In Mississippi the laws are that a landlord/management needs to provide the tenant with a 3-day notice for violations of the lease. For example, if a tenant owes rent, they have 3 days to correct the situation.
If the issue is not remedied in this time period, the next step is for the landlord/management to file for an actual eviction through the local court system. Once this filing is done, the tenant will receive a notice from the court that they've been filed against. They have a certain number of days (these will vary from state to state) to respond to the court about this notice. If they fail to do this the judgement for eviction will go to the landlord. If they answer the court, a hearing will be set up and both sides can argue their case on whether or not the eviction should occur.
Until this judgement has been granted, the landlord CANNOT change locks, toss out the tenants personal property, etc.. If they do this this is considered to be an "illegal" eviction.

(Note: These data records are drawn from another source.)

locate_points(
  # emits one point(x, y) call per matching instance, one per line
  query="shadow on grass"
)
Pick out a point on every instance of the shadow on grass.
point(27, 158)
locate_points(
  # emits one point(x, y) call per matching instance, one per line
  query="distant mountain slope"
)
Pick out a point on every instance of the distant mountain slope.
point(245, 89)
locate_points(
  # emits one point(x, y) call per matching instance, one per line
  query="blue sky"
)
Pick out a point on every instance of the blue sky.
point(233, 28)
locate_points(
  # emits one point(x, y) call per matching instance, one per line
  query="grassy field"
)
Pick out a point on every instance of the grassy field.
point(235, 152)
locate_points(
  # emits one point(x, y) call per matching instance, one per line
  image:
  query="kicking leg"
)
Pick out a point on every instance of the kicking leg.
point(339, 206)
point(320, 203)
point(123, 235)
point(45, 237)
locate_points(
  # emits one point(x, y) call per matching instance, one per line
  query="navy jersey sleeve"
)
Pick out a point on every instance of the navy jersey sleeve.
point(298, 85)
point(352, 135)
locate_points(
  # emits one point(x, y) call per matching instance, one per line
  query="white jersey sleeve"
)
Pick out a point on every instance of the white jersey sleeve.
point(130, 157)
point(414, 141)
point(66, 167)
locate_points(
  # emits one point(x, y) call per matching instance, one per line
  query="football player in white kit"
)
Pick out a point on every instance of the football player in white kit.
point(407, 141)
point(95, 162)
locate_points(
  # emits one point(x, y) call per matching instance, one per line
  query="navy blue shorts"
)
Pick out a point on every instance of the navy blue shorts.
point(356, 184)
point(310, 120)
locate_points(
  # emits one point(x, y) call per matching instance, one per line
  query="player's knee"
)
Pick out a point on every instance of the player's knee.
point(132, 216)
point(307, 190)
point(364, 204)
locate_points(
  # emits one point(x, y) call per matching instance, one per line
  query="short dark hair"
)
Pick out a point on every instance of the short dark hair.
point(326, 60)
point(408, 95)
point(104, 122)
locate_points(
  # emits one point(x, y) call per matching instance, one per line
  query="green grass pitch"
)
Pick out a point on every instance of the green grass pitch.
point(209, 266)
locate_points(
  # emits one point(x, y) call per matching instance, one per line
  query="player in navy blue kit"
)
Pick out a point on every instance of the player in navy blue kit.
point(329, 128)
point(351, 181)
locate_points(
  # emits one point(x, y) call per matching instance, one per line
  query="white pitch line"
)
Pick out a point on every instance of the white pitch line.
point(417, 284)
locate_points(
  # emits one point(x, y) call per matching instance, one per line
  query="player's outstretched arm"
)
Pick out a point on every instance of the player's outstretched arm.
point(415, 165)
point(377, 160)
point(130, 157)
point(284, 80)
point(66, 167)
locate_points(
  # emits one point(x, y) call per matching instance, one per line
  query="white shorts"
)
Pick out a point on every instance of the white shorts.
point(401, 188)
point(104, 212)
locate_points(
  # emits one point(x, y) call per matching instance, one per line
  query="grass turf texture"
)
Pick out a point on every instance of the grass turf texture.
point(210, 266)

Because it costs to file, I suspect that there are some landlords who skip this step and do what your landlord seems to have done; simply gone ahead and changed the locks, hoping that the tenant will not realize this is illegal without a court order that grants the eviction.
You indicated that you received a phone call (not a letter) on December 12 regarding the matter of owed rent. If I were you, I'd do nothing until I received something in writing regarding this matter.
IF what you receive comes directly from the court, it will list when this hearing will take place and you need to be present then to make certain the judge hears that a legal eviction never took place.
As a part-time landlord, I don't like to see tenants skipping out on paying owed rent but I also don't like to hear of landlords doing illegal evictions (and I suspect these occur all too frequently).